I think we are shaped largely by where we spend our youth. Some of my most vivid memories come from the time when I lived in J - - - - - -. I missed it so much when we moved so I would relive things in my head every night before I went to sleep. I would say my friend's names over and over again so I wouldn't forget. As an adult, I remember the weirdest things. I remember the really really really long metal slide at the church. Now I will tell you that I thought I was just thinking it was extremely long because of my size and things as adults often look tiny in comparison to what you remember, but I mentioned this slide recently to someone and they too commented on it's extreme length when I said I remembered the metal slide at the church. I remember sliding down this slide in my blue snowflake dress and getting rust on my dress. I remember eating pancakes on Sundays at church and once they were running out and my friend (who was a boy, but not my boyfriend) gave me his pancake because I wanted another one. I remember taking communion on the 5th Sunday of a month. I remember being shocked when they allowed me to be an acolyte and actually carry a flame down the aisle and light a candle.
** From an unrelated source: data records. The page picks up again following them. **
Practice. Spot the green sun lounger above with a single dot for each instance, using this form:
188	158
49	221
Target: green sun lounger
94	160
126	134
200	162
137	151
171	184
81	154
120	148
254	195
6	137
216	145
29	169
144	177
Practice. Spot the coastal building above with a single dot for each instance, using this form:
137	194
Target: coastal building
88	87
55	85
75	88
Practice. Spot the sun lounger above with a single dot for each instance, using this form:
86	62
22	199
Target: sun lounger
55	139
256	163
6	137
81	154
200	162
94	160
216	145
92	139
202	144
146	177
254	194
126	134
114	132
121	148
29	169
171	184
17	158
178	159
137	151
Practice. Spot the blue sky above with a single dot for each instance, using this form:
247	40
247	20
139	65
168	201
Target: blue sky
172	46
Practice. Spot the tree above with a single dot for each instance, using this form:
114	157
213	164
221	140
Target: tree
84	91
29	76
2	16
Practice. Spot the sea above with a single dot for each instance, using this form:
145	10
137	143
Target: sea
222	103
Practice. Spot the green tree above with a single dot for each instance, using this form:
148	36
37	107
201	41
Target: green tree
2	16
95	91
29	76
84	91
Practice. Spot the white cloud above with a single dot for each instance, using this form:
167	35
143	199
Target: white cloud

I remember the fun summer of swimming. I remember my favorite pink bathing suit which was a two piece. I remember walking from the pool to the store across the street to pick up candy (Now & Laters, Fun Dip, Razzles, Boston Baked Beans, Pop Rocks, Big League Chew, etc. and my brother loved to get Atomic Fireballs). I remember having to sit on the side of the pool once every hour. The lifeguards said it was necessary, but I thought it was because the adults wanted some adult pool time without us kids in the way. I remember being scared to dive off the board. I remember really only doing it twice in my entire life. The last time was such an mortifying moment that I have refused to dive or jump in a pool since. I remember the basic instinct of trust. All of my friend's moms were my extra moms. I remember eating the best banana pudding on the planet from a restaurant that I can't remember. I remember HUGE trees. These things were massive and I would love to know if they were truly as massive as I remember.
I have a wish. I would love for all of my old friends to be in one place and for all of us to get together as adults. I've seen a lot of them in the last few years, but I haven't seen all of them. Now I'm not naive, I know we aren't 10 to 12 anymore. I know people have changed. I would like to think that if I had stayed there that we would have all stayed best friends through high school. I realize now that we got the best of each other before the drama of hormones and influx of new friends at middle school. However, it would be nice to create new memories with them instead of the images I have in my head of all of us being 10 to 12.